Biometric verification will allow customers to log in or authorise transactions using fingerprints, facial recognition, or other secure identifiers. Passkeys, meanwhile, are a new technology designed to eliminate passwords altogether. Stored safely on users’ devices, they work through cryptographic keys, making them far harder to steal or replicate. Together, these tools promise a smoother and far more reliable way to secure accounts.

Strategic Objectives

The decision to retire OTPs is part of a broader vision for the UAE’s digital economy. The Central Bank has three main goals:

• Protect customers from rising cyber threats by closing vulnerabilities in older systems
• Deliver simpler and faster digital banking experiences through biometric access and passkeys
• Align the UAE’s financial sector with global best practices in digital identity and security

This change is not just about technology; it is about building long-term trust in digital financial services.

 

Impact on Citizens and Businesses

For citizens, the move means less hassle and more peace of mind. Instead of waiting for an SMS code or worrying about phishing scams, customers will use their own unique identifiers like a fingerprint to confirm payments.
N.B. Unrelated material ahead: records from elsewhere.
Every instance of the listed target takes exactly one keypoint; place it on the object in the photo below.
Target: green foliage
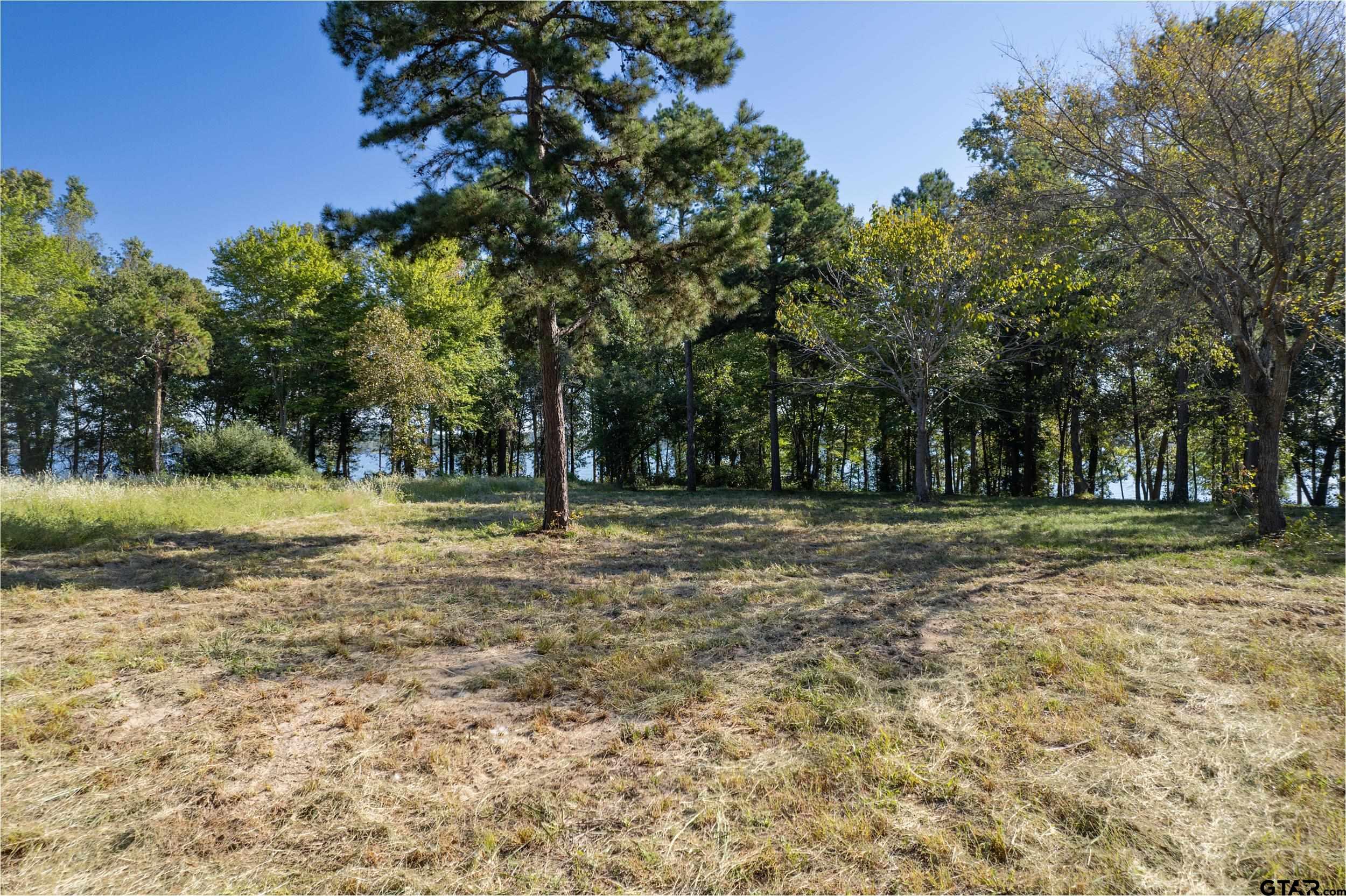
(41, 273)
(240, 450)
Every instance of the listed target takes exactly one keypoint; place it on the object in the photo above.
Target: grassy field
(722, 692)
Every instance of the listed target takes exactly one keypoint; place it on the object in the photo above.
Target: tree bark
(691, 415)
(1077, 453)
(1181, 494)
(74, 424)
(922, 477)
(973, 474)
(103, 416)
(773, 420)
(556, 502)
(1135, 429)
(948, 454)
(1156, 485)
(1320, 497)
(157, 463)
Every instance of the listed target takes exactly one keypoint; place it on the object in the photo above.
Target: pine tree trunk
(691, 416)
(1181, 485)
(1156, 485)
(1320, 497)
(74, 424)
(948, 454)
(1135, 429)
(1077, 455)
(973, 474)
(773, 420)
(922, 475)
(556, 501)
(157, 464)
(103, 416)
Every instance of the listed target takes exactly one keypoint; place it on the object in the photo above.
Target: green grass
(54, 514)
(725, 692)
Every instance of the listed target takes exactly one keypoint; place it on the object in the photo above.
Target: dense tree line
(1138, 294)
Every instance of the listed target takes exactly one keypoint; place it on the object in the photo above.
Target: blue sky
(192, 122)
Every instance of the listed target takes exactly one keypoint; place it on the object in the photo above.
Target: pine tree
(545, 146)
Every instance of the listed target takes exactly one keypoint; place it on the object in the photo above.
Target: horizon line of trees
(1140, 286)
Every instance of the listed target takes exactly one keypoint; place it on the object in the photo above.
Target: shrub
(240, 450)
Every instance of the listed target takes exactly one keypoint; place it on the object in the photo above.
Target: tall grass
(52, 514)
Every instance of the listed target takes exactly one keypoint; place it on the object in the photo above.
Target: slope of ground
(722, 692)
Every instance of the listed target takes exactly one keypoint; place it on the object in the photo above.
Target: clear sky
(192, 122)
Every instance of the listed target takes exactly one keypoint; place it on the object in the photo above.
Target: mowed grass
(725, 692)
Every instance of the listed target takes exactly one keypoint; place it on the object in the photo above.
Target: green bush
(240, 450)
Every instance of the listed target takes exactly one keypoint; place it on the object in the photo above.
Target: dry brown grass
(718, 693)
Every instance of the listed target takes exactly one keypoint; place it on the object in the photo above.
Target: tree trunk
(1061, 450)
(948, 454)
(882, 451)
(1181, 485)
(1077, 454)
(773, 420)
(922, 477)
(1135, 431)
(103, 418)
(556, 501)
(1156, 485)
(1266, 462)
(74, 424)
(691, 416)
(343, 446)
(1320, 497)
(973, 474)
(157, 463)
(281, 400)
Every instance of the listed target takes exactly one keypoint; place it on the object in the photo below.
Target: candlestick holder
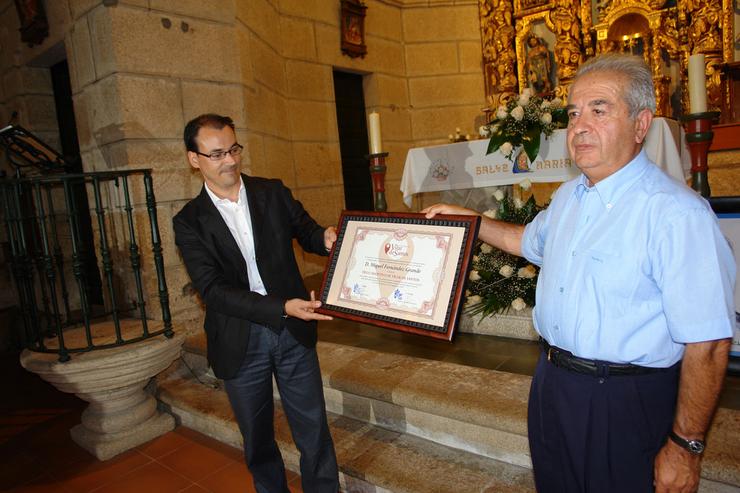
(377, 172)
(699, 137)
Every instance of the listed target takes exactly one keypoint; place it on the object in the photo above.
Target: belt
(567, 361)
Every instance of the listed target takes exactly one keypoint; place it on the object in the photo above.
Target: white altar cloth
(464, 165)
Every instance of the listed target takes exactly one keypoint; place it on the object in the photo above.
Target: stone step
(478, 411)
(371, 458)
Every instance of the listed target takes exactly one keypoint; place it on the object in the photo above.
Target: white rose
(491, 213)
(517, 113)
(473, 300)
(552, 195)
(527, 272)
(518, 304)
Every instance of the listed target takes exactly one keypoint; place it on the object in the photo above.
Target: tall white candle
(373, 125)
(697, 84)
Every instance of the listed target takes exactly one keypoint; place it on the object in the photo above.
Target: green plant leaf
(532, 143)
(496, 141)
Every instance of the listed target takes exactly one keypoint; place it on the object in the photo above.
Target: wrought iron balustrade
(56, 292)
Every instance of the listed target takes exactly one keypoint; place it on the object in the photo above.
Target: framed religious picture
(728, 213)
(353, 28)
(400, 270)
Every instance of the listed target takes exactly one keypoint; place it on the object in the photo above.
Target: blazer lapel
(212, 223)
(257, 201)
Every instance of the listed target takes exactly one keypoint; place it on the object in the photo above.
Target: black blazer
(219, 272)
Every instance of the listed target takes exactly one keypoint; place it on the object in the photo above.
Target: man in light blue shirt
(634, 302)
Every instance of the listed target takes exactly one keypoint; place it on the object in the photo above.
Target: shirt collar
(218, 201)
(611, 188)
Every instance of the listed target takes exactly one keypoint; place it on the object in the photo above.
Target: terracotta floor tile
(163, 445)
(153, 477)
(229, 451)
(44, 484)
(234, 477)
(195, 461)
(86, 477)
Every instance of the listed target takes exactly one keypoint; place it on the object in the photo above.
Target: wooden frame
(353, 28)
(728, 213)
(34, 26)
(400, 270)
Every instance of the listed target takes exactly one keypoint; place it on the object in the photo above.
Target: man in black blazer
(236, 239)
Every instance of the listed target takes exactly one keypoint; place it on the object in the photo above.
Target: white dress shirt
(237, 218)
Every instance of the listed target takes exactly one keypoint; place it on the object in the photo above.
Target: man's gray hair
(639, 93)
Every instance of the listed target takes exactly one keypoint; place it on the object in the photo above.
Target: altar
(464, 170)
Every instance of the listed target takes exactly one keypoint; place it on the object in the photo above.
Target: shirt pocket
(612, 277)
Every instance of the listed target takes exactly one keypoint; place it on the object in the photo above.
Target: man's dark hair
(210, 120)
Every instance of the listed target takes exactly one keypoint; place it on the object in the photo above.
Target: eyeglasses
(235, 150)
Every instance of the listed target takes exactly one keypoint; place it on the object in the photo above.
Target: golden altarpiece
(541, 43)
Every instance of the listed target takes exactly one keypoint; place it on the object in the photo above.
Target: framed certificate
(728, 213)
(400, 270)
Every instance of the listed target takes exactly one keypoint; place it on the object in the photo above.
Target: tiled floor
(37, 454)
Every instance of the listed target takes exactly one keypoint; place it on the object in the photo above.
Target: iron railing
(56, 291)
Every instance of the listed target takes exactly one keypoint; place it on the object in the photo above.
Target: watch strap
(696, 447)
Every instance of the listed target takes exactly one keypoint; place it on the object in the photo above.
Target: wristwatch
(696, 447)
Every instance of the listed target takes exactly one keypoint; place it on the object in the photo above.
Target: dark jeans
(590, 434)
(296, 370)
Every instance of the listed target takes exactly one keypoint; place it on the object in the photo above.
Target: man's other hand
(330, 236)
(304, 309)
(676, 470)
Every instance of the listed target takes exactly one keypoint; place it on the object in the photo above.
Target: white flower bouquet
(499, 281)
(521, 122)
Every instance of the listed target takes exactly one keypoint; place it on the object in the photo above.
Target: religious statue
(538, 66)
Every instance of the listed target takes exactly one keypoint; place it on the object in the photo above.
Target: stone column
(121, 415)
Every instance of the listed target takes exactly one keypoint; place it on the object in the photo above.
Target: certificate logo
(396, 249)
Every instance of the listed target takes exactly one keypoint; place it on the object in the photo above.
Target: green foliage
(522, 121)
(503, 280)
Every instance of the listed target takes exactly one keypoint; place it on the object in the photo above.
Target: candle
(373, 123)
(697, 84)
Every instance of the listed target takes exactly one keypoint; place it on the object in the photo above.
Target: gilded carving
(499, 57)
(663, 33)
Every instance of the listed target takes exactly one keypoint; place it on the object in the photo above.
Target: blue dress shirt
(633, 268)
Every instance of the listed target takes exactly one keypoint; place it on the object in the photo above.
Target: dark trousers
(296, 370)
(589, 434)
For businesses, especially banks and fintech's, the shift reduces fraud-related costs and improves customer confidence in digital services. Stronger authentication also makes it easier to roll out new digital products safely, from mobile banking apps to e-commerce platforms.

At a national level, the policy supports the UAE’s wider ambition to be a leader in secure, innovation-driven financial infrastructure.